I am thinking of a number line where the equation says that if I'm stepping through $k$ from $1$ to $\infty$ and take the sum of probabilities of everything to the right of $k$ at each step, that gives the expectation of $X$, which does not make sense to me.
This can be flipped to be $1 - \sum_{k=1}^{\infty} P(x \le k)$, whose interpretation would then be stepping though $k$ but summing the probabilities of everything to the left of $k$ at each step, but this does not help me understand either.
The result is from exercise 4.7.8 in Rice's statistics book.
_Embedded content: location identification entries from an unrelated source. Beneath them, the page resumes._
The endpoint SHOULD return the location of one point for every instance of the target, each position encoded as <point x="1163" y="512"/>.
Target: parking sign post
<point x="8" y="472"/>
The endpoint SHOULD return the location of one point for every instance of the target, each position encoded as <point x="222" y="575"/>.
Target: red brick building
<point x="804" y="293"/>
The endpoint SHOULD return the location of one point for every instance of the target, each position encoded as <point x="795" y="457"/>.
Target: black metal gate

 A: One way to see this is as follows:
For a discrete random variable $X$, we obviously have that
$$E[X] = \sum_{k=1}^\infty kP(X=k)$$
so our goal is to see how $\sum_{k=1}^{\infty} P(X\geq k)$ relates to that. Since $X$ is a discrete rv, we also have that
$$P(X>n) = \sum_{k=n}^{\infty} P(X=k)$$
which in words is saying that $P(X>n)$ is the same as just summing every individual $P(X=k)$ from $n$ onwards. Then if we were to sum all of the $P(X>n)$ from $n=1$ to $\infty$, we have
$$\sum_{n=1}^\infty P(X>n) = \sum_{n=1}^\infty \sum_{k=n}^{\infty} P(X=k)$$
Things get confusing with this double sum, so let's take a moment to think about it intuitively. When $n=1$, we have one $P(X=k)$ for every single $k=1,\dots,\infty$. When $n=2$, we have one $P(X=k)$ for every single $k=2,\dots,\infty$. So every $P(X=k)$ gets another count, except the first one! And it's clear to see that after $n=1$, we will never count another $P(X=1)$ since the sums are $k=n,\dots,\infty$ for any $n$. So we only get one $P(X=1)$. To make things easier on our brain, let's just store them in an infinite dimensional matrix $A$ where the $(i,k)$-th element is whether $P(X=k)$ gets a count for when $n=i$ ($1$ if gets a count, $0$ otherwise). So when $n=1$ (the first row of the matrix), every $P(X=j)$ gets a count. So the first row is just an infinite vector of $1$s. For $n=2$, every $P(X=j)$ for $j\geq 2$ gets a count, so the first entry is $0$, and the rest are all $1$. For $n=3$, every $P(X=j)$ for $j \geq 3$ gets a count, so the first two entries is $0$, and the rest are all $1$.
The pattern is easy to see: for $n=i$, every $P(X=j)$ for $j \geq i$ will get a count. So let's do this till  infinity, and let's count how many times we count each $P(X=j)$. For $j=1$, we only count it once. For $j=2$, we count it twice. For $j=i$, we count it $i$ times. So it must be that
$$\sum_{n=1}^\infty P(X>n) = \sum_{n=1}^\infty \sum_{k=n}^{\infty} P(X=k) = 1\times P(X=1) + 2\times P(X=2) + 3\times P(X=3) + \dots$$
But wait! That looks awfully like that first equation we wrote! And indeed, it is equal to $\sum_{k=1}^\infty P(X=k)$, which is equal to $E[X]$.
The intuition is that by counting sums of $P(X=k)$ in the way described, we are counting each one $k$ times, which is the natural way to describe the 'average' value of a discrete random variable, since this is another way to write that we are weighting each value $k$ by $P(X=k)$.